Thursday Update

Good Afternoon,

The shock of record heat in LA is still felt even though the heat has departed. Spot gas remains remarkable strong inside Socal despite moderate demand.

This is a new dashboard which returns System Demand and Receipts for PG&E and Socal Gas. Note Socal’s receipts are up, but demand is way below last summer’s levels. You don’t see that in SCG’s price:

Prices soared following last Friday’s heat but as the heat dissipated the price premiums lingered, despite weak gas demand. Perhaps in anticipation of new heat?

In the next go-round, the entire WECC will be warm, and the load-center cities are hot. Perhaps those gas price premiums are valid?

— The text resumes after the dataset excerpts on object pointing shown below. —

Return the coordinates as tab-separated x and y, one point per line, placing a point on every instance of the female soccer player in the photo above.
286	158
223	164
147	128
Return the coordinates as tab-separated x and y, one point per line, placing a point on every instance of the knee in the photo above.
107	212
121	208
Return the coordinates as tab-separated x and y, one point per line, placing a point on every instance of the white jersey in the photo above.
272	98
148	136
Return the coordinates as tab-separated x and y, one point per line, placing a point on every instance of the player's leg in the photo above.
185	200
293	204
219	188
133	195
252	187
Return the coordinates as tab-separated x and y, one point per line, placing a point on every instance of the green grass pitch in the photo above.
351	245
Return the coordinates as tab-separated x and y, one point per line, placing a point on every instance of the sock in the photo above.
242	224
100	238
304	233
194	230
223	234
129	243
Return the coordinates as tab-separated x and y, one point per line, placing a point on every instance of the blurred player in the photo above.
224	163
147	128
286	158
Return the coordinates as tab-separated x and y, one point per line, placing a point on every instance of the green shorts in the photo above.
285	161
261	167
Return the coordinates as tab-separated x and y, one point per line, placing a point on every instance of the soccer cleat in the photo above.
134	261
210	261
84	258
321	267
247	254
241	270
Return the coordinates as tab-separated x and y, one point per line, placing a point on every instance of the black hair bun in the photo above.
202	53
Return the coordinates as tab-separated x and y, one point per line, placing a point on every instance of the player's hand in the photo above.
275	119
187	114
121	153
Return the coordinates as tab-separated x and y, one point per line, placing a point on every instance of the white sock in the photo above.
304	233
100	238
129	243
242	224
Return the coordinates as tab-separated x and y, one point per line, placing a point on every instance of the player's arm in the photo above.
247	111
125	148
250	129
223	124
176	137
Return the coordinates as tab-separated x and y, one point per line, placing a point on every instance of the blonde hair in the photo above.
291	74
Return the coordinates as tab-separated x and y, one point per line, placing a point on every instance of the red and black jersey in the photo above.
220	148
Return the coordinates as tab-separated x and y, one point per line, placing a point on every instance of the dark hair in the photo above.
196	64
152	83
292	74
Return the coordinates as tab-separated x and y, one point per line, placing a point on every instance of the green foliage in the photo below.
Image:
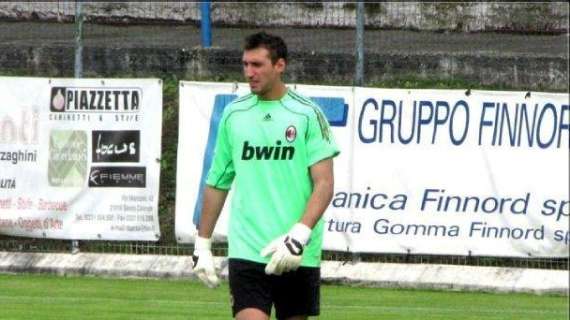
62	298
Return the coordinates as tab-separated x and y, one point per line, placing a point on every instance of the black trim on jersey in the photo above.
247	96
222	175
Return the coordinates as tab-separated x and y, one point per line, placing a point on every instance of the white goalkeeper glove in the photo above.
204	266
287	250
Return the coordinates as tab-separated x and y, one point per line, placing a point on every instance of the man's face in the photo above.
261	74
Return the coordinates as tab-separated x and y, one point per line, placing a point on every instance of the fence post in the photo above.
205	24
78	71
359	76
78	40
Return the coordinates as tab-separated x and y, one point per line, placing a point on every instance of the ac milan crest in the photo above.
291	134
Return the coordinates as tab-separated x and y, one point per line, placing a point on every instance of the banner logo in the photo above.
116	146
126	177
67	163
95	100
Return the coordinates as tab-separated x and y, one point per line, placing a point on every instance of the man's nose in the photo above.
248	71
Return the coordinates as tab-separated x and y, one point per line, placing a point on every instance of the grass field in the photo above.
52	297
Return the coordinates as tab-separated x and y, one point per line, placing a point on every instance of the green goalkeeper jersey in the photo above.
266	149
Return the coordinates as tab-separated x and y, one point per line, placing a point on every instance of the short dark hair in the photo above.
274	44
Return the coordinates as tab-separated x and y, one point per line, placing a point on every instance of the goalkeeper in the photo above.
276	147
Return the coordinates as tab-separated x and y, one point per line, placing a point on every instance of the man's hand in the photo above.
204	266
287	250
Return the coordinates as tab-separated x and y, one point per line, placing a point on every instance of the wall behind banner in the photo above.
163	48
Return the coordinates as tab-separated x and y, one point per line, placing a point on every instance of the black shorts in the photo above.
292	293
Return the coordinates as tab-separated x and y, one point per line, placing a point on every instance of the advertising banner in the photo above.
420	171
79	158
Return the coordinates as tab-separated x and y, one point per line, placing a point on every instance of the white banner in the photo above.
79	158
420	171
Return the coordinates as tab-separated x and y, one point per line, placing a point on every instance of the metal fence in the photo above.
521	46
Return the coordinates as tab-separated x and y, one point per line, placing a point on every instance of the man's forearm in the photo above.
212	207
318	203
323	186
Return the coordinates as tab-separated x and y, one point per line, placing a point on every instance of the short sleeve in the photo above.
320	140
222	172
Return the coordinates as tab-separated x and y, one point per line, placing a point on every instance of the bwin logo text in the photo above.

It seems the entire WECC spot gas has firmed, even AECO doubled in price from a week ago. Citygate remains the premium hub and with more heat en route that won’t change.

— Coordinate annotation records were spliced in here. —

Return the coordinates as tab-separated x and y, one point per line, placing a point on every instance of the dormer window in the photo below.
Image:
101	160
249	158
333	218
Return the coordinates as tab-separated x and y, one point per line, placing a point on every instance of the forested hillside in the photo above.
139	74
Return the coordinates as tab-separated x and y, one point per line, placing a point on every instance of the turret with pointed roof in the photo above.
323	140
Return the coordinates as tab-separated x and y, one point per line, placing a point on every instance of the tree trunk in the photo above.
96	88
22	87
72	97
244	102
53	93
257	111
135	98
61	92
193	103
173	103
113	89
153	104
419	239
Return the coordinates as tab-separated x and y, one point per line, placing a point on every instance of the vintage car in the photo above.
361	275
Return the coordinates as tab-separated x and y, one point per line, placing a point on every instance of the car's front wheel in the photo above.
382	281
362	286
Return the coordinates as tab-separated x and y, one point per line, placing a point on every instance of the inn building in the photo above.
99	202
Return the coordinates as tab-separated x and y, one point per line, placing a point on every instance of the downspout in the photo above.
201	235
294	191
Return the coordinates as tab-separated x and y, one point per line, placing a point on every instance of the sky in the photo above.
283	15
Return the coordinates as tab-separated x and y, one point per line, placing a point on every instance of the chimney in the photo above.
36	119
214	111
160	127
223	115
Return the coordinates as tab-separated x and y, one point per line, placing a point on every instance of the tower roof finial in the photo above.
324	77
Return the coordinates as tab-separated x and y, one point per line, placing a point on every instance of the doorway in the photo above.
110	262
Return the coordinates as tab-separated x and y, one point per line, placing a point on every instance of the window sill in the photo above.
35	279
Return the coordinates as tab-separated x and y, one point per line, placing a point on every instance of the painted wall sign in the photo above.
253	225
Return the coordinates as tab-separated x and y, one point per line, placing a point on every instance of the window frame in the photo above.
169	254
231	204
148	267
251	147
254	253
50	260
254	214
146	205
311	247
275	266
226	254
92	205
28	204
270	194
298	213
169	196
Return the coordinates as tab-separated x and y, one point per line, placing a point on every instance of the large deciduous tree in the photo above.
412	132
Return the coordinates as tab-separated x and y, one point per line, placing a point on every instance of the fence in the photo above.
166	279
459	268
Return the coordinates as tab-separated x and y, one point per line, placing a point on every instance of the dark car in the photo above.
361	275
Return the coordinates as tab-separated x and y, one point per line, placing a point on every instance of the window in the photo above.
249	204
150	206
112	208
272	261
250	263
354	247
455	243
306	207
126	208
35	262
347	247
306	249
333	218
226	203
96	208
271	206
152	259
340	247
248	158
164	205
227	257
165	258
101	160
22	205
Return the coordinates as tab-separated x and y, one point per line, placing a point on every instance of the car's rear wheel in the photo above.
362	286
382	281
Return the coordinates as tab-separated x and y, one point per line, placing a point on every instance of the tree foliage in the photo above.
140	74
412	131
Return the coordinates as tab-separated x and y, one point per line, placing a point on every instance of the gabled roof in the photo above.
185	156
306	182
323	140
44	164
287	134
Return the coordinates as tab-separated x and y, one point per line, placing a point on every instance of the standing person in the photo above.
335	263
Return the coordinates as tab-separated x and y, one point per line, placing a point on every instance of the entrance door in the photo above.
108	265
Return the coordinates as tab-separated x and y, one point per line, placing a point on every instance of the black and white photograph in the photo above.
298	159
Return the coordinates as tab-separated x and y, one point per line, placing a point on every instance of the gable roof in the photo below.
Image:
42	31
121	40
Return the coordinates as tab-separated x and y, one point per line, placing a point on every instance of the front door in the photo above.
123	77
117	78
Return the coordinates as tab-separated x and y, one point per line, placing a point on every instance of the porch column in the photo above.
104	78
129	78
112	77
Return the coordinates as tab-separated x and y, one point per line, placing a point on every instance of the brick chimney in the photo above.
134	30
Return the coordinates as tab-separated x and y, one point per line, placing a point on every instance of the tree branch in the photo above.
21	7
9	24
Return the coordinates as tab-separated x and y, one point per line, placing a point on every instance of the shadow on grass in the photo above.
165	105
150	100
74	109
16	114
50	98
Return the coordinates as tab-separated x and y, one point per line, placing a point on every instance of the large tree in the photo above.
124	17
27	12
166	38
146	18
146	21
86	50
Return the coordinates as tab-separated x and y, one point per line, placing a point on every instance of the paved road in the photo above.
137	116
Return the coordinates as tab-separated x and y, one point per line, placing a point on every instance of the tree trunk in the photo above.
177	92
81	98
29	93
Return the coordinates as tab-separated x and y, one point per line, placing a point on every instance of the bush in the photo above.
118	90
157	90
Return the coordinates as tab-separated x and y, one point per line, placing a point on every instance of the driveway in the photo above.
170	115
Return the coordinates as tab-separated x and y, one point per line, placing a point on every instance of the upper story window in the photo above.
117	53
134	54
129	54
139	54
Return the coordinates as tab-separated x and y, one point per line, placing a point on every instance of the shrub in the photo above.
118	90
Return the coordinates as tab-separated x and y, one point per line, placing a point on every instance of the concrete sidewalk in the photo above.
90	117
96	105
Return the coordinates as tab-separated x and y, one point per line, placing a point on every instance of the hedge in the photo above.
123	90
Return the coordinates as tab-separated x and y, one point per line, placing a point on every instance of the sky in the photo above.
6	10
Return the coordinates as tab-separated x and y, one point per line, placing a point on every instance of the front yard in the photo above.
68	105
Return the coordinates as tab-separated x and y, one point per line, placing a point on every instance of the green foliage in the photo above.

Even SP’s heat rate has rallied in the last couple of days, now it’s clearing at 13k, and the weather cooled.

Power Demand

MidC’s loads rallied hard off of warm weather, and those temperatures will keep climbing and stay hot for what looks like most of the month. We’d be nervous about short BOM positions here, either LL or HL.

NP’s loads rallied off of last week’s quite cold weather. The seven-day outlook is slightly above average but days 7-12 have some very hot weather, potentially.

Temperatures will continue sliding at Burbank into next week, then stage a rally. This one forecast that isn’t in sync with NOAA’s 6-10 day; in the latter, the LA Basin bakes.

The Phoenix forecast is the most anomalous of all and is 5-10 degrees cooler than average. Vegas, on many days, is warmer than Phoenix. Week-on-week loads at Palo are also off and will stay weak well into next week.

Generation

Peak solar at SP is off 1500 MWs from a week earlier. Wind is sketchy, as usual.

Note the huge rally in NP’s gas burn, and MidC’s, yet SP has barely returned to last summer’s levels. Though NP’s loads don’t reflect that level of gas burn, they do when you consider the amount of energy that is flowing into SP via Path 26.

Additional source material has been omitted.